There is an estimated range of 400K-800K consultants employed in the U.S. today. The majority of consultants are within the technology and business industries. A quick search on the keyword “consultant” results in 100s of options. There are even reviews on top consultants to point you in some direction. There is a smaller niche specialized in healthcare consulting. While the healthcare field is growing there are still far fewer specialists than in other industries, this does not necessarily yield an easier decision in finding a partner. To find the perfect pairing, there must be a basic understanding of what is needed from the consultant. With the right consultant by your side, you can rest assured that together you will develop an effective strategy that will drive growth and profits for years to come. 

A consultant should be invested in your success. It goes without saying hiring for the right skillset is critical.  The consultant should also have a vested interest in fostering a true partnership. It helps to look for someone knowledgeable, reliable, and compatible with your team’s culture. The consultant must be able to understand what you are trying to achieve to translate into a functional simple to understood path forward.

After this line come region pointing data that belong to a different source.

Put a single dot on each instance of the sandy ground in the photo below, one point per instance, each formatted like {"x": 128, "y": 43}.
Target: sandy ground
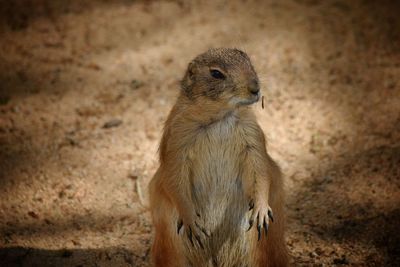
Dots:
{"x": 85, "y": 87}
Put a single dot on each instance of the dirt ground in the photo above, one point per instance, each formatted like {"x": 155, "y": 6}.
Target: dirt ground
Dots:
{"x": 85, "y": 87}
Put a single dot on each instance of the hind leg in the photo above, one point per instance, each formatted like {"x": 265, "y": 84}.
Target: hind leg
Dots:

It’s important to have trust and transparency in the consultant before signing any contracts or making any commitments. Remember that finding the right consultant is more than just an interview. It’s a conversation. Understanding what each consultant values and how they approach their work will be important. Deciding based on a resume does not ensure success. It may only deter it. 

Types of Consultants

When selecting a consultant, think about the type of consultant you need. Do you need help in strategy, project management, or execution? The differences are important. Consultants that help with strategy, may not be able to truly implement the proposal. In this case, you may need another consultant to execute your plan. The reason is the skillsets are different. A consultant who researches, analyzes, and hypothesizes is there to help evaluate. While a process-oriented firm will take your vision to new heights through development. If you are looking for a consultant who can accommodate both, this may be more difficult to locate.

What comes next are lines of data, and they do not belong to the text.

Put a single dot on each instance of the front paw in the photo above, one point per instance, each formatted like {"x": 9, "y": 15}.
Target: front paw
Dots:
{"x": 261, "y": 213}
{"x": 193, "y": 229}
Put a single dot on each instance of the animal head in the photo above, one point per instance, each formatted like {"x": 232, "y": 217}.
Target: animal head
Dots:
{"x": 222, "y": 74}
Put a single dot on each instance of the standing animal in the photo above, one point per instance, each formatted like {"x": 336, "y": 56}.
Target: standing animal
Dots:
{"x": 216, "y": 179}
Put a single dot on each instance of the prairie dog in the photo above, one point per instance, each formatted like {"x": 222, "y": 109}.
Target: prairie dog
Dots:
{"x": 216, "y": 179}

That’s one of the reasons consultants need to be diversified. For example, my experience is both on the provider and insurance sides of healthcare. When analyzing a problem or proposing a solution, it is critical to foresee issues that could arise. A good consultant anticipates roadblocks. Furthermore, having real operational and negotiation expertise helps to allow for accurate timelines on projects,      the details matter. Most network development consultants will “get” contracts for an organization. Rarely, do they negotiate. The variance is substantial, especially in health insurance. A provider who does not negotiate terms could result in financial losses, damaging contractual language that inhibits operations      or requires extensive quality metrics above the provider’s capability. This is why it is imperative to understand your options.

What You Need

Once you know what kind of consultant start researching who can best fulfill that role and if they have the expertise required to deliver results. Make sure everyone involved is comfortable with the consultant before making any commitments.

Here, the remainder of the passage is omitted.